Wirtschaft

Mobilität I Bundesrat lässt kleine Elektroflitzer zu und legt Verkehrsregeln für sie fest

Das dürfen die neuen E-Roller

Berlin.Der Bus stoppt an der Haltestelle – und dann geht es mit ausgeklapptem E-Flitzer weiter ins Restaurant, zur Arbeit oder nach Hause: Kleine Tretroller mit Elektromotor sollen ab dem Sommer auch in deutschen Städten an den Start gehen können und gerade für kürzere Strecken eine verlockende Alternative zum Auto bieten. Der Bundesrat gab am Freitag den Weg für die Zulassung frei. Dazu die wichtigsten Fragen und Antworten:

Um welche Gefährte geht es konkret?

Weil sie einen elektrischen Antrieb haben, gelten die kleinen Flitzer als Kfz. Das erfordert Vorschriften, die in einer Verordnung festgelegt werden sollen. Konkret geht es um „Elektrokleinstfahrzeuge“, die zwischen sechs und 20 Kilometer pro Stunde (km/h) schnell fahren können und eine Lenk- oder Haltestange haben. Sie dürfen höchstens 70 Zentimeter breit sein, 1,40 Meter hoch und zwei Meter lang. Maximalgewicht ohne Fahrer: 55 Kilogramm.

Wer darf die kleinen Elektroflitzer fahren?
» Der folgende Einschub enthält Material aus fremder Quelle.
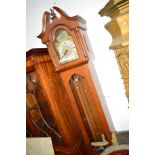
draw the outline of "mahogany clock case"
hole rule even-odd
[[[27,103],[28,133],[32,132],[32,136],[47,133],[54,141],[56,155],[95,155],[91,142],[101,141],[104,134],[110,145],[111,132],[88,67],[91,47],[86,21],[80,16],[69,17],[58,7],[53,9],[44,12],[42,32],[38,36],[47,49],[27,52],[27,101],[39,105]],[[60,30],[72,38],[78,58],[70,59],[66,55],[67,61],[60,62],[63,52],[67,52],[55,47],[56,33]]]

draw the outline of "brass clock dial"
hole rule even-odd
[[[56,31],[54,48],[59,64],[65,64],[79,58],[72,36],[69,36],[64,30]]]

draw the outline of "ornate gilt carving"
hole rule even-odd
[[[112,35],[110,49],[115,52],[129,99],[129,0],[110,0],[99,14],[111,18],[105,28]]]

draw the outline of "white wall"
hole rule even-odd
[[[94,70],[92,73],[99,98],[111,130],[124,131],[129,129],[129,109],[114,52],[109,50],[112,39],[104,28],[110,19],[98,14],[107,2],[108,0],[27,0],[26,50],[46,47],[36,36],[42,29],[43,12],[49,11],[53,5],[62,8],[70,16],[80,15],[86,19],[88,37],[95,55],[97,76]]]

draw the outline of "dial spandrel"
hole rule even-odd
[[[65,64],[79,59],[79,55],[72,36],[64,30],[58,30],[55,33],[54,48],[59,64]]]

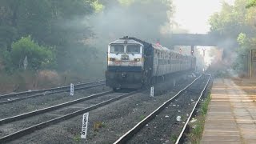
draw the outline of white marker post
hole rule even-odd
[[[150,97],[154,97],[154,86],[150,89]]]
[[[70,95],[74,95],[74,84],[70,83]]]
[[[89,118],[89,113],[85,113],[82,116],[82,133],[81,133],[81,138],[85,139],[86,138],[86,135],[87,135],[88,118]]]

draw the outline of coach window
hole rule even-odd
[[[127,54],[140,54],[141,46],[140,45],[127,45],[126,53]]]
[[[123,45],[111,45],[110,46],[110,53],[123,53],[124,52],[124,46]]]

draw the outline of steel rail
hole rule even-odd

Eine von Scheuer geplante Unterscheidung bei der Altersfreigabe je nach Tempo der E-Tretroller bremste der Bundesrat aus. Generell soll gelten: erlaubt ab 14 Jahren. Also nicht schon ab zwölf, wie es der Minister zunächst für langsamere Gefährte vorhatte. Aber auch nicht erst ab 15, wie manche Länder und Experten forderten. Es sei zu bezweifeln, ob Jugendliche unter 15 den komplexen Verkehrsraum überblicken, Gefahren rechtzeitig einschätzen und dann entsprechend handeln könnten, mahnte der Verkehrssicherheitsrat.
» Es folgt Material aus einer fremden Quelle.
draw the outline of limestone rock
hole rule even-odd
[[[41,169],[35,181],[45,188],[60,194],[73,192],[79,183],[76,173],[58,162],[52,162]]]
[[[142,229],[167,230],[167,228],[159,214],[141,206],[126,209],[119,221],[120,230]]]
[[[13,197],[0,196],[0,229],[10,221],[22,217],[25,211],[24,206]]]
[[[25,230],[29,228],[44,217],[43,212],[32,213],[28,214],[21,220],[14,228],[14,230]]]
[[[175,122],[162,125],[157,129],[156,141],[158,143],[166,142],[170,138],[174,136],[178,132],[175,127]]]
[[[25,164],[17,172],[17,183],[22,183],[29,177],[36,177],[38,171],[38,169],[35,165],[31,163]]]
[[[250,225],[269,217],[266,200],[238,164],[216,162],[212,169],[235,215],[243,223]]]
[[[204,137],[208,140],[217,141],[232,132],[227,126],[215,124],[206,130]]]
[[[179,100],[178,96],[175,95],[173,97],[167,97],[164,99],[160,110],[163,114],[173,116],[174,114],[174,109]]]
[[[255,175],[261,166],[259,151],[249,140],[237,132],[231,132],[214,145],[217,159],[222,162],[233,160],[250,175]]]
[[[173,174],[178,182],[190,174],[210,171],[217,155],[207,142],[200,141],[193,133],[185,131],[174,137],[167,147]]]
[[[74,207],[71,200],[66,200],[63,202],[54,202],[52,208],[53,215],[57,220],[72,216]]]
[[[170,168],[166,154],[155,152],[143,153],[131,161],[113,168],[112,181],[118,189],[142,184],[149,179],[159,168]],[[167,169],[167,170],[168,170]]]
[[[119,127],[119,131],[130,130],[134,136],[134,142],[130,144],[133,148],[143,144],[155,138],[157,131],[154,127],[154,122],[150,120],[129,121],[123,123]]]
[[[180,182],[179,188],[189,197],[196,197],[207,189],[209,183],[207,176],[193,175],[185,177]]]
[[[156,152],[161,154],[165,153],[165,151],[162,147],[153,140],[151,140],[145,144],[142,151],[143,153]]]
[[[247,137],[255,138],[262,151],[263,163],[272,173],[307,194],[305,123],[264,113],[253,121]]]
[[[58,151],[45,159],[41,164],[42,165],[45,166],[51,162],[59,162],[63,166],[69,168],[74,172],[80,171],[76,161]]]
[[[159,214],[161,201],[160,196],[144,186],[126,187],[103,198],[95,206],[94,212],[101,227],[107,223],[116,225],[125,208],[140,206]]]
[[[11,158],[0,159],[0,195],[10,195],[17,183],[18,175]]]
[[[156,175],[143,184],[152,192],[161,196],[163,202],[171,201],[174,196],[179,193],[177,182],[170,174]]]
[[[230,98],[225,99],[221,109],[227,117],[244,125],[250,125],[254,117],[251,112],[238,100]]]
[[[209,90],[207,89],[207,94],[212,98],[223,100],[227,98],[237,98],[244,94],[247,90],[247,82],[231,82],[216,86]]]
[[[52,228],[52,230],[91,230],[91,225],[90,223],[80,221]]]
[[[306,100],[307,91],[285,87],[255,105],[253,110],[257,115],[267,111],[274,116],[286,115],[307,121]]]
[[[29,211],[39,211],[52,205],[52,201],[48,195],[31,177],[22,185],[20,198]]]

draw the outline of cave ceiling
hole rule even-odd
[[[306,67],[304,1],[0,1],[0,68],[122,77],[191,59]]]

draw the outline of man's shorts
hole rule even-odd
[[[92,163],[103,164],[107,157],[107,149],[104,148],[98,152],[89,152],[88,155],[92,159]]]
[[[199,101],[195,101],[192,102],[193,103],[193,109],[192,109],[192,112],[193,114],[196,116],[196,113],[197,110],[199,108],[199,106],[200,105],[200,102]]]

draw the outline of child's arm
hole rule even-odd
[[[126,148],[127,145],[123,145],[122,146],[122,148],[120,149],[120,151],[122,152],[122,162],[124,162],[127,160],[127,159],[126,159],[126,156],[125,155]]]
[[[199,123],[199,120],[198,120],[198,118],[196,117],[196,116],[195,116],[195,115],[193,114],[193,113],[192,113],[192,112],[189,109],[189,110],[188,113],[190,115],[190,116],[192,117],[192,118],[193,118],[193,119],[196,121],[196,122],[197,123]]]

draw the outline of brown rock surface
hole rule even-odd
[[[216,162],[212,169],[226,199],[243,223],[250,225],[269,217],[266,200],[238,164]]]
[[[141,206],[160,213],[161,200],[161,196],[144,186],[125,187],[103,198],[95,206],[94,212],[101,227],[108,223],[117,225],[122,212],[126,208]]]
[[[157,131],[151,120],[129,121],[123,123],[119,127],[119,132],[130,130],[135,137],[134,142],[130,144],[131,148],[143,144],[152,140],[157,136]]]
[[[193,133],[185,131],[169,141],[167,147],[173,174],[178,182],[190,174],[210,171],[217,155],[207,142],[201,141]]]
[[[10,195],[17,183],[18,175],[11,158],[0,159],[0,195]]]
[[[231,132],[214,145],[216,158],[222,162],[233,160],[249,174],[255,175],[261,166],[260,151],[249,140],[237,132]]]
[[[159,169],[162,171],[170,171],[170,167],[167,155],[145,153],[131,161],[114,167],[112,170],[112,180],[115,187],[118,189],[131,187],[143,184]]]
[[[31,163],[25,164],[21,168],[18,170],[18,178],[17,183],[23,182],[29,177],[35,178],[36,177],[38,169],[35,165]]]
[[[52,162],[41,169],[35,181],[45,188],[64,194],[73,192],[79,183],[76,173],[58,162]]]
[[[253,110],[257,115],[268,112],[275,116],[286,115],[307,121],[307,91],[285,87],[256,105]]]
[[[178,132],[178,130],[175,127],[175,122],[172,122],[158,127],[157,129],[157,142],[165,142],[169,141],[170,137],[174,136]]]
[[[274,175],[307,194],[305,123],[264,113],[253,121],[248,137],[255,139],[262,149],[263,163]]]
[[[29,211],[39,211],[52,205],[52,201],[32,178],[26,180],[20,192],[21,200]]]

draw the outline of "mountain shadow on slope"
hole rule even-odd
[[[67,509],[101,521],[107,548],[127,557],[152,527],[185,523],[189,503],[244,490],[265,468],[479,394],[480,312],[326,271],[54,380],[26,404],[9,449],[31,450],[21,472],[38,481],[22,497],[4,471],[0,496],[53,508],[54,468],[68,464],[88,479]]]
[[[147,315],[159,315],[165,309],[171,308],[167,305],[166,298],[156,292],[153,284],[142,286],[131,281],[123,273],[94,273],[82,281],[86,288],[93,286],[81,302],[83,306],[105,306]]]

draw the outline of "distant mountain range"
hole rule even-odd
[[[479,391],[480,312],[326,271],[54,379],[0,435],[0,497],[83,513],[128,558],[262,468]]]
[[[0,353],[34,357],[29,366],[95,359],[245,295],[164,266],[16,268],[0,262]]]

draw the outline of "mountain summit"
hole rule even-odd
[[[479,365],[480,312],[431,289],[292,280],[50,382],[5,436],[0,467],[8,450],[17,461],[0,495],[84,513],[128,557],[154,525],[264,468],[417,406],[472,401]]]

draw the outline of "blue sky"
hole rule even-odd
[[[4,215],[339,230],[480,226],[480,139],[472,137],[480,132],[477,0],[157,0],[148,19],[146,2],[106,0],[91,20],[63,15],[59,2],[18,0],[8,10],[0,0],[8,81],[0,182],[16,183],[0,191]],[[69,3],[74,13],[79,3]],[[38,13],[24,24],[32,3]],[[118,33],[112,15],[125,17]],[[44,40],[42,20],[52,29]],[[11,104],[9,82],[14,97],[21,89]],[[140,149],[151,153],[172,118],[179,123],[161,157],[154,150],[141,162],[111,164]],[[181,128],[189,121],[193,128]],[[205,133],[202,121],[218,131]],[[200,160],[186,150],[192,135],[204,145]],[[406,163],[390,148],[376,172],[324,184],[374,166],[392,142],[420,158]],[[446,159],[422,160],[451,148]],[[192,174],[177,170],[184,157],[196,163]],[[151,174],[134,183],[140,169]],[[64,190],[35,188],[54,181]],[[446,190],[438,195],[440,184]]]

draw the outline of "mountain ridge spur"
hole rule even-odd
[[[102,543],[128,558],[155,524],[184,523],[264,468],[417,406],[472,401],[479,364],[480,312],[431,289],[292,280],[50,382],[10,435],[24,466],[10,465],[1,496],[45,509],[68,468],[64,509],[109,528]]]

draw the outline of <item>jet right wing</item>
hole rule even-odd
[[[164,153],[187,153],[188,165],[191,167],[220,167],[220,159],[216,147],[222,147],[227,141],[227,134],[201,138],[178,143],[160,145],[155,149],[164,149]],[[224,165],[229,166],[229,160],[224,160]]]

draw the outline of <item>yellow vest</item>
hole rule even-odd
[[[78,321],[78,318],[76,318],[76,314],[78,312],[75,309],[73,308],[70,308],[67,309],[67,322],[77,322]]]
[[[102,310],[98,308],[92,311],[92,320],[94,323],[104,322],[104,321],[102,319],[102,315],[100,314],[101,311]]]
Welche Anforderungen werden an Roller und Fahrer gestellt?

Führerschein, Mofa-Prüfbescheinigung oder eine Helmpflicht sind nicht vorgesehen. Vorgeschrieben werden sollen aber eine Haftpflichtversicherung samt Versicherungsaufkleber mit Anti-Fälschungs-Hologramm hinten am Fahrzeug. Pflicht sind zwei unabhängig voneinander wirkende Bremsen und eine Beleuchtung, die auch abnehmbar sein darf. Zudem werden seitliche Reflektoren und mindestens eine „helltönende Glocke“ gefordert. Steuer-Elemente für den Motor wie Drehgriffe müssen automatisch in Nullstellung zurückspringen, wenn sie losgelassen werden.

Wo dürfen die Elektro-Tretroller fahren?

Einfach überall herumkurven dürfen die neuen E-Scooter nicht. Sie müssen auf Radwegen oder gemeinsamen Geh- und Radwegen fahren – dort haben Fußgänger dann Vorrang und dürfen nicht behindert werden. Gibt es keinen Radweg, darf es die Fahrbahn sein. Der Radfahrerclub ADFC befürchtet aber schon Probleme. Viele holprige Radwege seien für die Tretroller mit ihren kleineren Rädern und der hohen Beschleunigung unbequem und gefährlich. „Deshalb wird es so sein, dass E-Scooter ständig auf Fußwege ausweichen“, warnte Geschäftsführer Burkhard Stork.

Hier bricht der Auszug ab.